Solar Scuffle

Written by Dylan Link, ESLLC 2017-2018

The use and popularity of solar energy in the last decade or so has been a highly controversial topic for many. Cost, environmental idealities, and economic issues are all important factors when a person decides whether or not to move in the solar direction. This particular article I read discussed the issues surrounding solar energy in Nevada. The article begins with a quote from former president Bill Clinton that said, “If I were y’all, y’all would be the Saudi Arabia of solar.” Nevada is an extremely sunny place that has the potential to produce lots of solar power. With its vast dessert terrain and lack of people populating those areas, it would be a perfect candidate for many large solar farms.

The solar industry has taken a beating in the last year or two because of recent governmental regulations that make it a less financially viable option for most working-class people. The large utility companies had to start raising their costs of operation because less and less people were using their energy sourced from the burning of fossil fuels. They did not like this so they used governmental connections to fight the trend towards personal solar panels. For me, it would make sense for the power companies to reimburse private solar owners when they create power for the power that is given back to the grid. This is simple to me and when I read this article I was extremely surprised that the electric companies held so much weight in the government.

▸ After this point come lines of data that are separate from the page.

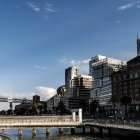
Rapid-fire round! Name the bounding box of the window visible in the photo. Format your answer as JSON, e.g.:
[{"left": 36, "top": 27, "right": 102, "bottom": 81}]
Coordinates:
[
  {"left": 123, "top": 74, "right": 126, "bottom": 80},
  {"left": 135, "top": 72, "right": 138, "bottom": 78},
  {"left": 130, "top": 73, "right": 133, "bottom": 79}
]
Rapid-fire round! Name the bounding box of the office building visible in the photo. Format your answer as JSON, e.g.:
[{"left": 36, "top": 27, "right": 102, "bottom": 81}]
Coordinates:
[
  {"left": 72, "top": 75, "right": 92, "bottom": 98},
  {"left": 65, "top": 67, "right": 79, "bottom": 98},
  {"left": 89, "top": 55, "right": 126, "bottom": 106},
  {"left": 68, "top": 75, "right": 92, "bottom": 109}
]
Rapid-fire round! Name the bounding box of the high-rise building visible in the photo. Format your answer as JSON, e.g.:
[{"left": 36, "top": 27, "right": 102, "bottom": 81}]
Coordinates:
[
  {"left": 65, "top": 67, "right": 79, "bottom": 98},
  {"left": 68, "top": 75, "right": 92, "bottom": 109},
  {"left": 137, "top": 35, "right": 140, "bottom": 56},
  {"left": 89, "top": 55, "right": 106, "bottom": 77},
  {"left": 72, "top": 75, "right": 92, "bottom": 98},
  {"left": 89, "top": 55, "right": 126, "bottom": 106}
]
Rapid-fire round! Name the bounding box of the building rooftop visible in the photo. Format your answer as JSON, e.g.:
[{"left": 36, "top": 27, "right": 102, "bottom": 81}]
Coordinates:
[
  {"left": 76, "top": 75, "right": 92, "bottom": 78},
  {"left": 66, "top": 66, "right": 78, "bottom": 69},
  {"left": 127, "top": 55, "right": 140, "bottom": 63},
  {"left": 91, "top": 55, "right": 106, "bottom": 61}
]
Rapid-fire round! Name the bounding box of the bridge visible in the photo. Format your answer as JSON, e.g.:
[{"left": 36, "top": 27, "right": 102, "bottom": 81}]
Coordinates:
[
  {"left": 1, "top": 111, "right": 140, "bottom": 137},
  {"left": 0, "top": 97, "right": 32, "bottom": 103},
  {"left": 84, "top": 119, "right": 140, "bottom": 131},
  {"left": 0, "top": 96, "right": 33, "bottom": 115},
  {"left": 0, "top": 109, "right": 82, "bottom": 136},
  {"left": 83, "top": 118, "right": 140, "bottom": 137}
]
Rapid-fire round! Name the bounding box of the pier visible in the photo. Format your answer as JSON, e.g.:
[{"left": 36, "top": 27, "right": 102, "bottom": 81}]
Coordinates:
[
  {"left": 0, "top": 109, "right": 140, "bottom": 137},
  {"left": 0, "top": 109, "right": 82, "bottom": 136}
]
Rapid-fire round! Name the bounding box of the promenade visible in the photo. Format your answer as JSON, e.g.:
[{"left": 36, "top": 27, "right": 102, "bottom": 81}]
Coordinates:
[
  {"left": 0, "top": 109, "right": 82, "bottom": 136},
  {"left": 83, "top": 118, "right": 140, "bottom": 136},
  {"left": 0, "top": 112, "right": 140, "bottom": 137}
]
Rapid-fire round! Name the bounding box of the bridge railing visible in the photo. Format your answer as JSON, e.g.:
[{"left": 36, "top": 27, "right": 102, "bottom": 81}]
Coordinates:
[
  {"left": 83, "top": 118, "right": 140, "bottom": 127},
  {"left": 0, "top": 115, "right": 80, "bottom": 124}
]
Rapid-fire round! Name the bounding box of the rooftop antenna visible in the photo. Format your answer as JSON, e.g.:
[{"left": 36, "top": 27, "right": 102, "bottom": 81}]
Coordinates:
[{"left": 137, "top": 34, "right": 139, "bottom": 40}]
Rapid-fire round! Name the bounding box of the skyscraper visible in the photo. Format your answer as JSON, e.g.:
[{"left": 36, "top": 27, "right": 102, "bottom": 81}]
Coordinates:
[
  {"left": 72, "top": 75, "right": 92, "bottom": 98},
  {"left": 137, "top": 35, "right": 140, "bottom": 56},
  {"left": 65, "top": 67, "right": 79, "bottom": 98},
  {"left": 89, "top": 55, "right": 126, "bottom": 106},
  {"left": 68, "top": 75, "right": 92, "bottom": 109}
]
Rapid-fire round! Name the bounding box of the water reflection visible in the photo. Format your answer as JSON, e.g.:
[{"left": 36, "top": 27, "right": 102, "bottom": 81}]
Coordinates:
[
  {"left": 17, "top": 134, "right": 112, "bottom": 140},
  {"left": 0, "top": 128, "right": 132, "bottom": 140}
]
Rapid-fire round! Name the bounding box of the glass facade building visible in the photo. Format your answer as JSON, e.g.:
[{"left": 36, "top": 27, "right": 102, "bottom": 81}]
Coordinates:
[{"left": 89, "top": 55, "right": 126, "bottom": 106}]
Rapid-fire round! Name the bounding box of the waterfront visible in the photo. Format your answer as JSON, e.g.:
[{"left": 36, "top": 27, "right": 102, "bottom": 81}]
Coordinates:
[
  {"left": 0, "top": 128, "right": 139, "bottom": 140},
  {"left": 0, "top": 134, "right": 119, "bottom": 140}
]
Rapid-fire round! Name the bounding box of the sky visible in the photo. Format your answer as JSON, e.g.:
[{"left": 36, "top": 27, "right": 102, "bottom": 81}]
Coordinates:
[{"left": 0, "top": 0, "right": 140, "bottom": 106}]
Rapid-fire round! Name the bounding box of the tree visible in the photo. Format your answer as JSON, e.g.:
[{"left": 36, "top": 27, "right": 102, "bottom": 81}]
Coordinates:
[
  {"left": 14, "top": 109, "right": 19, "bottom": 115},
  {"left": 109, "top": 96, "right": 118, "bottom": 117},
  {"left": 28, "top": 106, "right": 37, "bottom": 115},
  {"left": 90, "top": 100, "right": 99, "bottom": 115},
  {"left": 19, "top": 108, "right": 27, "bottom": 115},
  {"left": 37, "top": 103, "right": 44, "bottom": 115},
  {"left": 43, "top": 102, "right": 47, "bottom": 114},
  {"left": 79, "top": 100, "right": 89, "bottom": 115},
  {"left": 120, "top": 96, "right": 132, "bottom": 117},
  {"left": 56, "top": 101, "right": 68, "bottom": 115},
  {"left": 7, "top": 109, "right": 11, "bottom": 115}
]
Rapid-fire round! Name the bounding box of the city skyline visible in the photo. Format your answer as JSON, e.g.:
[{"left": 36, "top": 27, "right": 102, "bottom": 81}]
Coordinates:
[{"left": 0, "top": 0, "right": 139, "bottom": 101}]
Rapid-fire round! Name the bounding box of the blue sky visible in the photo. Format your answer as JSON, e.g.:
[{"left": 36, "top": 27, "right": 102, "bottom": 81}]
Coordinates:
[{"left": 0, "top": 0, "right": 140, "bottom": 102}]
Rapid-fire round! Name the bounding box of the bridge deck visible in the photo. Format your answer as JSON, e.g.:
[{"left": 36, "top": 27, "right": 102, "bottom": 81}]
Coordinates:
[
  {"left": 0, "top": 116, "right": 82, "bottom": 129},
  {"left": 84, "top": 119, "right": 140, "bottom": 132}
]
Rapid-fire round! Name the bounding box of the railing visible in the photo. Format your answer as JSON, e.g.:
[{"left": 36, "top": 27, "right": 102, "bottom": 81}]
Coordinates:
[
  {"left": 83, "top": 118, "right": 140, "bottom": 128},
  {"left": 0, "top": 115, "right": 80, "bottom": 122},
  {"left": 0, "top": 115, "right": 82, "bottom": 129}
]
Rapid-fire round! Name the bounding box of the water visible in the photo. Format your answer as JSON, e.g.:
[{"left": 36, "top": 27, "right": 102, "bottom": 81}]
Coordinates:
[
  {"left": 0, "top": 129, "right": 134, "bottom": 140},
  {"left": 0, "top": 128, "right": 134, "bottom": 140}
]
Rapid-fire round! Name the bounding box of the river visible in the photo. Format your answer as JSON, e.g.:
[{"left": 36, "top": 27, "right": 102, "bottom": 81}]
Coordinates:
[{"left": 0, "top": 128, "right": 131, "bottom": 140}]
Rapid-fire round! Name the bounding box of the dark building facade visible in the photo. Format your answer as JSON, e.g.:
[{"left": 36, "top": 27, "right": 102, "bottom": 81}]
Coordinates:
[
  {"left": 33, "top": 95, "right": 40, "bottom": 103},
  {"left": 68, "top": 75, "right": 92, "bottom": 110},
  {"left": 137, "top": 35, "right": 140, "bottom": 56},
  {"left": 72, "top": 75, "right": 92, "bottom": 98},
  {"left": 112, "top": 56, "right": 140, "bottom": 105}
]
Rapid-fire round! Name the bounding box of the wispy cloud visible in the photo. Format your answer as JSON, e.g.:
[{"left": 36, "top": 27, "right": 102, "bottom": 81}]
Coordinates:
[
  {"left": 42, "top": 3, "right": 57, "bottom": 20},
  {"left": 117, "top": 3, "right": 134, "bottom": 10},
  {"left": 70, "top": 59, "right": 90, "bottom": 65},
  {"left": 25, "top": 2, "right": 57, "bottom": 20},
  {"left": 44, "top": 3, "right": 56, "bottom": 13},
  {"left": 34, "top": 65, "right": 58, "bottom": 72},
  {"left": 34, "top": 65, "right": 47, "bottom": 70},
  {"left": 26, "top": 2, "right": 40, "bottom": 12},
  {"left": 60, "top": 58, "right": 90, "bottom": 74}
]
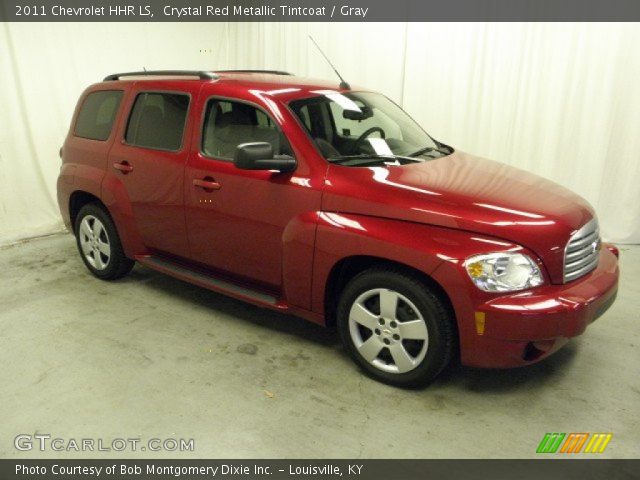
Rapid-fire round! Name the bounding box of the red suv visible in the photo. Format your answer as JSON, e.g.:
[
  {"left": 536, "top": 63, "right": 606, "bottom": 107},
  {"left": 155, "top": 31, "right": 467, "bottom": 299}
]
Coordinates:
[{"left": 57, "top": 70, "right": 619, "bottom": 386}]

The most important aspect of solar energy for me is the reduction of our carbon footprint on the atmosphere. Currently we have over 400 parts per million of carbon dioxide in the atmosphere which is much higher than it has been in the last 400,000 years. To put this into perspective, scientists consider 450 ppm of carbon dioxide a dangerous level. This has a direct correlation with humans burning of fossil fuels and in general, carbon emissions. It has been discovered that if we reduce our carbon emissions wherever possible, it will slow down the rate at which the carbon levels are rising. My incentive to move towards using more solar energy has nothing to do with the cost, but has everything to do with reducing my impact on the atmosphere.